Foxconn and Nvidia Partner to Construct Artificial Intelligence Facilities

TAIPEI: Taiwan’s Foxconn, the world’s largest contract electronics maker, is building a new kind of data center using Nvidia chips and software for a variety of applications including self-driving cars, the companies said on Wednesday.

Foxconn Chairman Liu Young-way and Nvidia CEO Jensen Huang shared the stage at Foxconn’s annual technology showcase in Taipei and said their companies would build these “AI factories” together.

“A new type of manufacturing has emerged — intelligence manufacturing. And the data centers that produce it are AI factories,” Huang said, adding that Foxconn had the expertise and scale to build them globally.

Demonstrating a hand-drawn sketch, wearing his signature black leather jacket, Huang explained how “AI factories” can continuously receive and process data from autonomous electric vehicles to make them smarter.

“This car will of course go through life experience and collect more data. The data would go to the AI factory. The AI factory would improve the software and update the entire AI fleet,” said the Taiwanese-born Huang. “In the future, every company, every industry will have artificial intelligence factories.”

Nvidia, the world’s most valuable chip company, said in a statement that AI factories would use its chips and software, including its high-end GH200 superchip, which is banned from sale in China.

The announcement came after Nvidia said on Tuesday that new U.S. export restrictions would also block sales of two more powerful high-end AI chips it created for the Chinese market, as well as one of its top-of-the-line gaming chips.

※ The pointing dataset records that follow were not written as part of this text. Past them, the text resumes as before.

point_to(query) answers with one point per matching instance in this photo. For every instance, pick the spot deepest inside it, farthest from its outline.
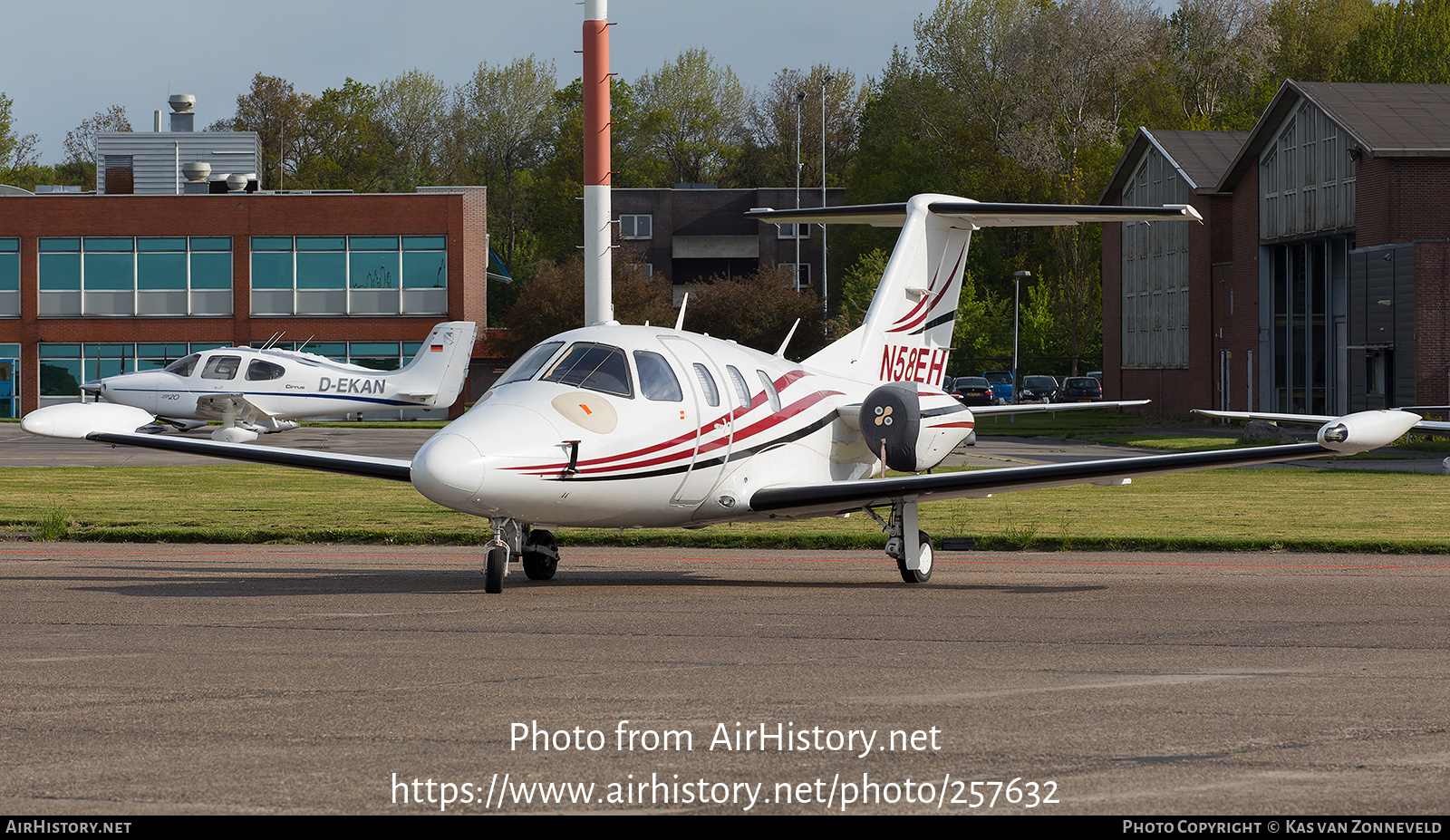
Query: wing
(116, 424)
(979, 214)
(1423, 427)
(1055, 407)
(229, 407)
(1341, 436)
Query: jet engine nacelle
(914, 430)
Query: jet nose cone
(449, 468)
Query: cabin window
(222, 367)
(657, 381)
(712, 395)
(185, 367)
(770, 391)
(260, 371)
(741, 389)
(529, 364)
(594, 366)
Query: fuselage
(643, 427)
(280, 383)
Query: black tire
(927, 562)
(541, 555)
(493, 566)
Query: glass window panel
(109, 244)
(9, 272)
(594, 366)
(712, 393)
(326, 270)
(330, 349)
(214, 270)
(161, 244)
(60, 272)
(272, 270)
(531, 363)
(161, 270)
(657, 381)
(111, 272)
(373, 243)
(425, 270)
(222, 367)
(373, 349)
(62, 378)
(319, 243)
(373, 270)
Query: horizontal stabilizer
(1053, 407)
(979, 214)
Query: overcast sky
(65, 60)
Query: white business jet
(620, 427)
(256, 392)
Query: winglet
(1368, 430)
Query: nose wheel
(495, 565)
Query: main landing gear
(536, 547)
(914, 557)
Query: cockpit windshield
(185, 366)
(529, 363)
(594, 366)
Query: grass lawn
(1217, 509)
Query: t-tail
(437, 373)
(906, 333)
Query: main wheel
(493, 567)
(541, 555)
(918, 574)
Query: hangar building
(1320, 282)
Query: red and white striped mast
(598, 299)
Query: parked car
(1000, 385)
(972, 391)
(1037, 389)
(1080, 389)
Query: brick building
(693, 232)
(1319, 282)
(101, 285)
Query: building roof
(1201, 157)
(1384, 120)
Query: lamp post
(1017, 311)
(826, 284)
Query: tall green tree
(16, 151)
(775, 115)
(275, 111)
(505, 120)
(413, 111)
(696, 116)
(344, 145)
(1403, 43)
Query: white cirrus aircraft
(260, 391)
(618, 427)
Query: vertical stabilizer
(906, 333)
(437, 373)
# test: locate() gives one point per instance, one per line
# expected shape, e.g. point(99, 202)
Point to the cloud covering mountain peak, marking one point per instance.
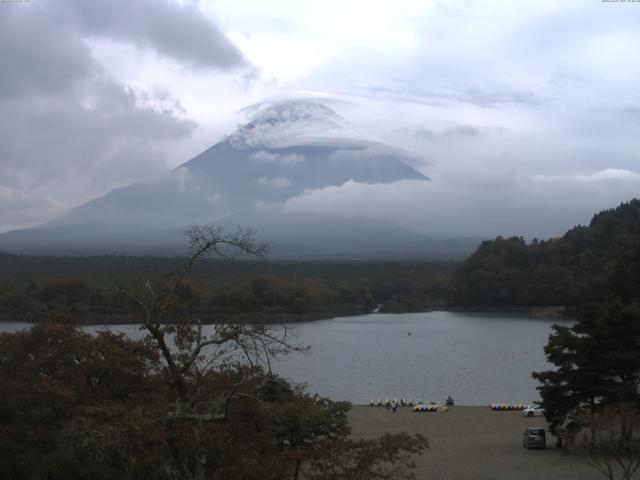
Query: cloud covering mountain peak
point(282, 123)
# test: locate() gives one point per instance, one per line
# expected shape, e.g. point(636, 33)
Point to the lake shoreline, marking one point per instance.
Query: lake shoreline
point(94, 319)
point(473, 442)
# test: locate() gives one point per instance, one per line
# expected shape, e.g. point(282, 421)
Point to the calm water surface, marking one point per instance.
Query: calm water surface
point(475, 358)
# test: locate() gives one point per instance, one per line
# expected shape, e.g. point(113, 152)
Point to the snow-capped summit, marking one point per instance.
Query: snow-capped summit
point(281, 123)
point(286, 149)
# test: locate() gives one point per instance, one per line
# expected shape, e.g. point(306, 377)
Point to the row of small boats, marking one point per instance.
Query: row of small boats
point(508, 406)
point(403, 402)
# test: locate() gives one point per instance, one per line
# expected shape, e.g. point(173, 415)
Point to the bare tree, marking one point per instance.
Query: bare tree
point(610, 442)
point(187, 350)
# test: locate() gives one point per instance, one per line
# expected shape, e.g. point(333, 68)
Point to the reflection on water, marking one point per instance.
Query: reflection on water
point(475, 358)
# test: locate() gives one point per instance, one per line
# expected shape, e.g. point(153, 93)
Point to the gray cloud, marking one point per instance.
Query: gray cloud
point(181, 32)
point(68, 130)
point(496, 204)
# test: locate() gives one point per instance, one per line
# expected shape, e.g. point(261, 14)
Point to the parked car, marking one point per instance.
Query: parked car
point(535, 411)
point(534, 438)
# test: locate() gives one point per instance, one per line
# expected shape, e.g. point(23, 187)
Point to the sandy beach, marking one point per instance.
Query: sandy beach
point(473, 443)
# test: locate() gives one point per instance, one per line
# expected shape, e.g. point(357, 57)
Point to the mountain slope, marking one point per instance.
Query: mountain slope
point(286, 149)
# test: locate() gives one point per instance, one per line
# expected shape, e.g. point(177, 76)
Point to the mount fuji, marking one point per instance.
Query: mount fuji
point(287, 148)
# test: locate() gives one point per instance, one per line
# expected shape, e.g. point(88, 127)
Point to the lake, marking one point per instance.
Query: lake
point(477, 358)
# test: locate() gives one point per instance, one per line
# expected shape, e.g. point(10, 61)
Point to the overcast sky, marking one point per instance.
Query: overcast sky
point(527, 113)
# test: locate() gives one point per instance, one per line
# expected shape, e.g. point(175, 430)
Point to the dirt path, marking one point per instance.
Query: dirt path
point(473, 443)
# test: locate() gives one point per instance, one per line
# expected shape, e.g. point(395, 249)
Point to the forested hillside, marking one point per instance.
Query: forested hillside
point(568, 271)
point(81, 289)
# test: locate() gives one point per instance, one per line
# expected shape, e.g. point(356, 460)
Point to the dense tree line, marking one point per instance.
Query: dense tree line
point(181, 404)
point(74, 288)
point(597, 360)
point(568, 271)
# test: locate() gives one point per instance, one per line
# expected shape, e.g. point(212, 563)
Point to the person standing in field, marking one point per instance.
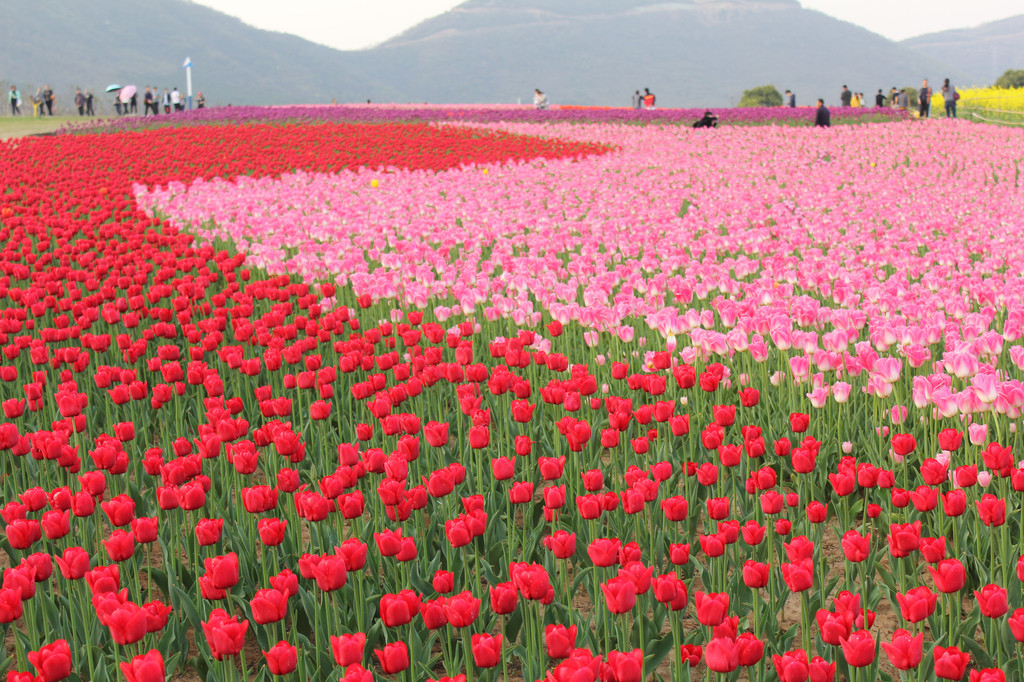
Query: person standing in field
point(822, 119)
point(924, 99)
point(15, 101)
point(949, 96)
point(648, 98)
point(48, 98)
point(845, 97)
point(902, 100)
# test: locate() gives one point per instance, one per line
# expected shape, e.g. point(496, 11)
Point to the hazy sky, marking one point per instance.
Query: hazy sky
point(357, 24)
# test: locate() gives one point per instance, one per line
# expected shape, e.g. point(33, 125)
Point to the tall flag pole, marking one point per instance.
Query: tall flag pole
point(187, 68)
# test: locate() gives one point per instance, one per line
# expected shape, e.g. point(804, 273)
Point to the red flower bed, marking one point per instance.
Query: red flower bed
point(125, 425)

Shares of Nvidia are set to triple in 2023, giving the company a market value of more than $1 trillion, fueled by enthusiasm for the key role the company’s chips will play in artificial intelligence applications.

Foxconn, the largest supplier of Apple’s iPhones, is looking to replicate its success in assembling personal computers and smartphones as it expands into making electric vehicles for other companies.

In January, Foxconn and Nvidia announced a partnership to develop autonomous vehicle platforms, in which Foxconn would manufacture electronic control units (ECUs) for cars based on Nvidia’s DRIVE Orin chip to sell to the global market.

Liu, standing next to Huang, said Foxconn is “trying to transform itself from a manufacturing services company to a platform solutions company,” citing smart cities and smart manufacturing as other applications for AI factories.

Foxconn on Wednesday unveiled a new electric cargo truck called the Model N, the sixth prototype in its electric car push that has set ambitious goals but has so far received only limited orders.

Jun Seki, head of Foxconn’s electric car business, said the company spoke to 14 potential customers without naming them and sees India and Japan as promising countries for electric car development.

Foxconn initially aims for 5% of the global electric car market and accounts for $33 billion in revenue from electric car and component manufacturing by 2025. Foxconn’s aggressive long-term goal is to manufacture almost half of the world’s electric cars.

Foxconn’s Tech Day is being held on the birthday of its billionaire founder Terry Gou, who stepped down as the company’s CEO in 2019.

He is now running as an independent candidate in Taiwan’s presidential election in January and did not appear at the event, unlike last year when he drove a prototype EV on stage.